Should anyone care to spend more than
two precious minutes to dissect the logic
of this clumsy suite of assumptions, the
argument begins to fall apart faster than
one can stand it up:
For a start, any ‘hatred’
towards the ‘West’ today stems
more from the foreign policies of some
Western governments rather than the West
per se. Nowhere in the discourse of even
the most radical religio-fundamentalist
group have we come across blanket condemnations
of all things western, and indeed upon
closer examination it is clear that many
of these groups happen to admire the material,
economic and educational advances of the
Western world more than anything else.
Anger at the foreign policies of the United
States of America and its allies –
notably Britain and Australia –
should not be confused and conflated with
generic anti-Westernism for the sake of
a convenient argument; unless a convenient
argument is precisely what the media pundits
yearn for, which increasingly seems to
be the case here.
Secondly the anger towards the major Western
powers, primarily America, is certainly
not the exclusive monopoly of Muslims.
A cursory overview of the state of global
affairs today would show that such feelings
are widely shared and held by millions
of ordinary people from all over the world,
from Latin America to the Far East. America’s
flaunting of global norms of conduct,
its pollution of the global environment
and its steadfast insistence that it should
go on consuming and polluting more than
any nations its size has angered environmentalists,
anti-globalisation movements, NGOs, intellectuals,
citizens groups from Brazil to Japan.
So we need not jump to the conclusion
that whenever there is a bomb going off
somewhere in the world it is the immediate
result of Muslims losing their temper
for whatever reason, surely.
Thirdly, the so-called ‘terrorism
experts’ who have thus far opined
in a singular direction have failed to
take into account the very real factors
that dominate Indonesian politics today:
Indonesia remains under the grip of a
powerful pro-Western (or rather pro-American)
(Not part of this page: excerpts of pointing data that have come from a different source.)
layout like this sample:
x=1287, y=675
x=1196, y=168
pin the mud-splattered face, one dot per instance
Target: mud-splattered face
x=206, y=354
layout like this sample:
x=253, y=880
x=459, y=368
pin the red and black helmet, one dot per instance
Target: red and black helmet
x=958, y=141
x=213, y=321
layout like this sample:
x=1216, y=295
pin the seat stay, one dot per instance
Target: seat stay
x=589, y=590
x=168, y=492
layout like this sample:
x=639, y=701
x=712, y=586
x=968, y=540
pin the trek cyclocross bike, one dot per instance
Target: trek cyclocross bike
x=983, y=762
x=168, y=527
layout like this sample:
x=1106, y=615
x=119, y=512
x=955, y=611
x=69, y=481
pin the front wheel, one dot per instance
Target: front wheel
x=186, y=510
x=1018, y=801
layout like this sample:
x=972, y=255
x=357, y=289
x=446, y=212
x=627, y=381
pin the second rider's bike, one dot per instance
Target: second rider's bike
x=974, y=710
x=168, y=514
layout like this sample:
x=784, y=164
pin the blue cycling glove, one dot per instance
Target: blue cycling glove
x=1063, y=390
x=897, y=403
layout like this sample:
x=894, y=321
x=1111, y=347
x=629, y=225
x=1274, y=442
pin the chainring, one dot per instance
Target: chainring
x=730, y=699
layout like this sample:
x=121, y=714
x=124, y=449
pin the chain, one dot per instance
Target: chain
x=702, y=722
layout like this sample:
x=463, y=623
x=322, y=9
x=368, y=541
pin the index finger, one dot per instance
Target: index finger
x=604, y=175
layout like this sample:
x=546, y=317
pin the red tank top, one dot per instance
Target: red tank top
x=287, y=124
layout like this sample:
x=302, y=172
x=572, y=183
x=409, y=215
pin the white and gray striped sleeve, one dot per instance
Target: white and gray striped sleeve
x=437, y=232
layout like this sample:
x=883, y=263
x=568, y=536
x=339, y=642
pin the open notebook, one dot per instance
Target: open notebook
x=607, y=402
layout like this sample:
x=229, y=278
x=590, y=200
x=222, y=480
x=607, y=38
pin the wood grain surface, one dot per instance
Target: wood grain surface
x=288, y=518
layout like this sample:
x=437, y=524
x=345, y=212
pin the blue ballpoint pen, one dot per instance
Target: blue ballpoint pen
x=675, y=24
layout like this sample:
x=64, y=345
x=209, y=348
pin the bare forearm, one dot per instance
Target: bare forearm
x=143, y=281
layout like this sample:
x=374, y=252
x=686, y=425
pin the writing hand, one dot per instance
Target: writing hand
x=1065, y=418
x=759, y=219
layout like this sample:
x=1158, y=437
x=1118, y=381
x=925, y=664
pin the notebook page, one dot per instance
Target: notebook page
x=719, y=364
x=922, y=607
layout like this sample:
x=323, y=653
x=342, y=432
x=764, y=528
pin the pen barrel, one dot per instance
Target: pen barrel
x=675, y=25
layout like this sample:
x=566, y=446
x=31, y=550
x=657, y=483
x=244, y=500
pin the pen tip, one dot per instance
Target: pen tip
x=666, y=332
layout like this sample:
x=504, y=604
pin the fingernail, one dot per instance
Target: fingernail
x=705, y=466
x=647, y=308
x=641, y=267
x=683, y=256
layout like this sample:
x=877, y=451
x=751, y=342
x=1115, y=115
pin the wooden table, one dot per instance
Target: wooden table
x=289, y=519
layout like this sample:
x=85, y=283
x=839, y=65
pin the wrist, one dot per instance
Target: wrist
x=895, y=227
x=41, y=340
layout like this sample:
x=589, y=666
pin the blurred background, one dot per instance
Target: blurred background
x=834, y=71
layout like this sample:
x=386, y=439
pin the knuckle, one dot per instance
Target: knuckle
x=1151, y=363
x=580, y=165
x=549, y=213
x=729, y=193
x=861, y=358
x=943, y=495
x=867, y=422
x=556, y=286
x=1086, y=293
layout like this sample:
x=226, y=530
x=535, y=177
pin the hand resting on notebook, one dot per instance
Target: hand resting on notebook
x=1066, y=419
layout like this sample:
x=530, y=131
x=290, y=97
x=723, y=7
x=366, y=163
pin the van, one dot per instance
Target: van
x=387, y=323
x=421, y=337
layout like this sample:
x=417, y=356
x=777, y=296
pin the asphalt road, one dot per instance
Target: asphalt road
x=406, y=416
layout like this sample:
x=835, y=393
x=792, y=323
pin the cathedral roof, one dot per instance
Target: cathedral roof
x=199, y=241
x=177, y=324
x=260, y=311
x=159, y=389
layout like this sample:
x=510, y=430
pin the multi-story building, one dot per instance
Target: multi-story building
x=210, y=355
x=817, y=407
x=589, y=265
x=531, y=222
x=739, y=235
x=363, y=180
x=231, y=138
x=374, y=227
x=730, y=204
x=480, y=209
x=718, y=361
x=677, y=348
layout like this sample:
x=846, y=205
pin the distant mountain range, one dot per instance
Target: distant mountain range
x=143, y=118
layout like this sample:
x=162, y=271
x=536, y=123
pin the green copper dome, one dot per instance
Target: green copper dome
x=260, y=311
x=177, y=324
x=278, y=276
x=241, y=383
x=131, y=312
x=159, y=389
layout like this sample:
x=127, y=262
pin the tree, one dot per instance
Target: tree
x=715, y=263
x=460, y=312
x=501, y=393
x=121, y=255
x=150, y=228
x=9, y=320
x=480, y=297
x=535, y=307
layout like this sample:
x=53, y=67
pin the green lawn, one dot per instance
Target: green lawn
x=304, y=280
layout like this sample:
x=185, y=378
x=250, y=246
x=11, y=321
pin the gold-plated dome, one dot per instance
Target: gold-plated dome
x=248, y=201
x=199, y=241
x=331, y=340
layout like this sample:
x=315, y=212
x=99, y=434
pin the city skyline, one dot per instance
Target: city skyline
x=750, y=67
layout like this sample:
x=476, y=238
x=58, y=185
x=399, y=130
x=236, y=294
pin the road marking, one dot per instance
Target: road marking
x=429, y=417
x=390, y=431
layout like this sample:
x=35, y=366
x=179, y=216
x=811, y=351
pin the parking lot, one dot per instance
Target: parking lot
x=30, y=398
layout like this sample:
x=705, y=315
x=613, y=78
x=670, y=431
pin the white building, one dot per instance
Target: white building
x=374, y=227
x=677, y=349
elite who remain closely connected to
the forces of global capital and who remain
strongly supported by the armed forces,
as was the case during the dark days of
the Soeharto regime. Then, as now, these
elites remain aloof, out of touch with
reality (cocooned as they are in their
fortified enclaves in the elite suburbs
of Jakarta), feudal in their political
manners and values, and Western-centric
in their outlook. The parroting by Indonesia’s
President Bambang Yudhoyono may go down
well in Washington and serve a nifty soundbite
for CNN, but it brings him no closer to
the Indonesian people he purports to lead.
Under such circumstances, Indonesia’s
current economic hardship (made worse
by the recent dramatic rise in domestic
oil prices) is bound to lead to instability,
but of a local variety where the primary
target is the government of Indonesia
itself and not the precious lives of Western
tourists who are obviously deemed more
valuable than Indonesians.
And finally the claim that the attacks
on Bali were somehow part of a larger
anti-Hindu campaign being waged in the
country rings hollow when we consider
the affinity and affection with which
most Indonesians have for their pre-Islamic
past. Hindu monuments dot the Indonesian
landscape till today, and should one be
on the lookout for Hindu symbols to destroy,
then one can begin with Jakarta itself
rather than Bali. The Indonesian national
airline is called Garuda, named after
the winged steed of the Hindu deity Vishnu.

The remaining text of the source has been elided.